To test the feasibility of using the 10-mer repeat sequence library to screen for enhancer elements, the plasmid library of repeats was packaged as retrovirus, infected onto HeLa cells at an MOI of 0.1, and puromycin-selected (Fig. 2A). If strong enhancers are being sought, single copy infection is particularly important, as double integration events will give greater GFP signal than single integrations. This contaminates the resulting library population with many enhancers that are far weaker than desired. Although the minimal CMV promoter gave transcription levels that were not significantly greater than those of uninfected cells, FACS on the enhancer-containing HeLa cells revealed that greater than 15% of the 10-mer repeat library inserts were capable of giving transcriptional enhancement greater than the background level of a minimal CMV promoter (Fig. 2 B and C).

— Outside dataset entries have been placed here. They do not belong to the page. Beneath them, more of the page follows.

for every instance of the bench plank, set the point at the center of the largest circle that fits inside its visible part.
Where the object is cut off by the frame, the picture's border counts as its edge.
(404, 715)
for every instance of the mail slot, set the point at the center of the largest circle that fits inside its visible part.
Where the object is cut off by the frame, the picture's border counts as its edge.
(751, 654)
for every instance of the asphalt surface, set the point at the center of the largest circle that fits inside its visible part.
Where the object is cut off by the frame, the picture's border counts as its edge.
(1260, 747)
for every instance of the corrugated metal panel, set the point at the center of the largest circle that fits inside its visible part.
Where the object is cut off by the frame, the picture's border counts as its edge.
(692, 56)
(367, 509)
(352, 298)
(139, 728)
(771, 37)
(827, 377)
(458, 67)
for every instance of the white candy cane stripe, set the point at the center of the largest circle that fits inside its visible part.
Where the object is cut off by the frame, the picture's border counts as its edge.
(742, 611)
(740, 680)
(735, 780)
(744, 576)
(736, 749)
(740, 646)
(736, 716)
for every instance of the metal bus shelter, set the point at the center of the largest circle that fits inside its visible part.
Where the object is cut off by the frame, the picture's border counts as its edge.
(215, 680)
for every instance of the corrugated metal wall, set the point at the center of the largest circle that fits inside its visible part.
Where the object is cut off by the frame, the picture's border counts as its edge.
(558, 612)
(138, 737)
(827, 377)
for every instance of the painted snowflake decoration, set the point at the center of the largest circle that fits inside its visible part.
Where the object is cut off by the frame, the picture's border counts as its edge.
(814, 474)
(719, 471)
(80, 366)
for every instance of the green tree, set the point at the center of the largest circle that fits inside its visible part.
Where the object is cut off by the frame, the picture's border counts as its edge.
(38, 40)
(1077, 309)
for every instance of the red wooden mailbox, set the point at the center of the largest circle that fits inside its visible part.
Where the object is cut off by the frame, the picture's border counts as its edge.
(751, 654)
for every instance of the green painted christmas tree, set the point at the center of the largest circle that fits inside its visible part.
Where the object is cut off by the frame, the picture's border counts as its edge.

Of the total population, fewer than 1% of cells were capable of driving GFP expression to levels that were within the range of WT CMV enhancer–driven constructs.
GFP-expressing cells were sorted based on their level of fluorescence into four populations. The cells were expanded, genomic DNA extracted, and their 10-mer repeat inserts were amplified by PCR and recloned into pSJ2 as four separate libraries for a second round of screening. The second-round libraries were then packaged and infected onto HeLa cells again, and their GFP fluorescence assessed by flow cytometry (Fig. 2D). In the second round, the percentage of cells from the highest GFP expressing sublibrary showed an increased numbers of cells capable of achieving levels of GFP fluorescence on par with the WT CMV enhancer. As a result of different FACS settings, the histograms in Fig. 2D are not on the same scale as those in Fig. 2 B and C. The small fraction collected from the “high” population represents cells with fluorescence greater than the WT CMV enhancer median. To further enrich for strong enhancers, the highest expressing GFP population was sorted again and the inserts were recloned. The resulting library was run through a third round of screening, and again, as in the previous two rounds, clones that exceeded the mean GFP fluorescence of the WT CMV enhancer construct were selected.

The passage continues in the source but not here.